- Idahluy-e Bozorg Location within Iran
- Coordinates: 37°09′36″N 46°18′46″E﻿ / ﻿37.16000°N 46.31278°E
- Country: Iran
- Province: East Azerbaijan
- County: Malekan
- District: Aq Manar
- Rural District: Gavdul-e Sharqi

Population (2016)
- • Total: 532
- Time zone: UTC+3:30 (IRST)

= Idahluy-e Bozorg =

Village in East Azerbaijan province, Iran

Idahluy-e Bozorg (ايده لوي بزرگ) (Note: Also romanized as Īdahlūy-e Bozorg; also known as Īdahlū-ye Bozorg) is a village in, and the capital of, Gavdul-e Sharqi Rural District in Aq Manar District of Malekan County, East Azerbaijan province, Iran.

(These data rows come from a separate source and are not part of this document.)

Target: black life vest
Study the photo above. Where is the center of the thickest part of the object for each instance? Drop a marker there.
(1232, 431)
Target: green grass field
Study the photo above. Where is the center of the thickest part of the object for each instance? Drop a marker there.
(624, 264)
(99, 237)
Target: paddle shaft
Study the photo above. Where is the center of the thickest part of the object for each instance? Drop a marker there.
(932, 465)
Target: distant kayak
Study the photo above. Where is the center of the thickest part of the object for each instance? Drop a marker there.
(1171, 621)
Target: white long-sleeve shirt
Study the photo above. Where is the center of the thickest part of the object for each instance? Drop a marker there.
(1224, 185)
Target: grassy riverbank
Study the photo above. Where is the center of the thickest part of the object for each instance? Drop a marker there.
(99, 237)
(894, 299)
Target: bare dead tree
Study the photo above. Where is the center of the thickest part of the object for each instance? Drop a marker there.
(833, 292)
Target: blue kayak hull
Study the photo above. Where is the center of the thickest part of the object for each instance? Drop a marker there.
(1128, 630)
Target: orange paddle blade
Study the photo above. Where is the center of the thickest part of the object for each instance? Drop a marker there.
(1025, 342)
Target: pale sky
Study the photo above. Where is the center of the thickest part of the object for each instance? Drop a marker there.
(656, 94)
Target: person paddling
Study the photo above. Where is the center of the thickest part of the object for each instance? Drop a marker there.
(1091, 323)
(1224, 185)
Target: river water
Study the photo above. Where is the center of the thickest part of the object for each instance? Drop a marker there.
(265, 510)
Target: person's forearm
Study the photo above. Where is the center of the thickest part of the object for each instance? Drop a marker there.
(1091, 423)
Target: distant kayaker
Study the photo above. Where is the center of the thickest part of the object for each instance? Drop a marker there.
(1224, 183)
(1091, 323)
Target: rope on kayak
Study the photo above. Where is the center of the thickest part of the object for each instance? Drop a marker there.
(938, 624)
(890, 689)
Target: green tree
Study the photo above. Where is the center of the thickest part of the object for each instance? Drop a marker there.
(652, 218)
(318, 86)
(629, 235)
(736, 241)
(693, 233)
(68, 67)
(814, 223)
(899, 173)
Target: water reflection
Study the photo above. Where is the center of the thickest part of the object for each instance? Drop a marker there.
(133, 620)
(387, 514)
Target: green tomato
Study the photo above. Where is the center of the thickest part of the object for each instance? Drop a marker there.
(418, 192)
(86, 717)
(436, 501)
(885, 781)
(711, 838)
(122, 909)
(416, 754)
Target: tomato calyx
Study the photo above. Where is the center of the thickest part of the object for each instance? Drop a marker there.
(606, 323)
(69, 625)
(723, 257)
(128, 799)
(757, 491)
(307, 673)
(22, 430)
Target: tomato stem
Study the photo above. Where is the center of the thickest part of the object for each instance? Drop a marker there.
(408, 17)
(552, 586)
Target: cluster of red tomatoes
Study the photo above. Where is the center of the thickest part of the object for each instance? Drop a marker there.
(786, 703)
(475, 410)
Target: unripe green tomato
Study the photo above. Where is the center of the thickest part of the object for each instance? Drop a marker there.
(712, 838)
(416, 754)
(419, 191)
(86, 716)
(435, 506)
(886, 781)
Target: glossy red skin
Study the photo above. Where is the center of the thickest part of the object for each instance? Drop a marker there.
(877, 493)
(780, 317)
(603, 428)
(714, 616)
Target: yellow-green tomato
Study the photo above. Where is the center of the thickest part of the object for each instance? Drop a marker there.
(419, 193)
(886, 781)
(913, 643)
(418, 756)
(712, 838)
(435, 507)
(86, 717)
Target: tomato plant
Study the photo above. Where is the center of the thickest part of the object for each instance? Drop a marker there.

The previous capital of the rural district was the village of Aq Manar.

==Demographics==
===Population===
At the time of the 2006 National Census, the village's population was 458 in 131 households, when it was in the Central District. The following census in 2011 counted 568 people in 175 households. The 2016 census measured the population of the village as 532 people in 160 households.

In 2023, the rural district was separated from the district in the formation of Aq Manar District.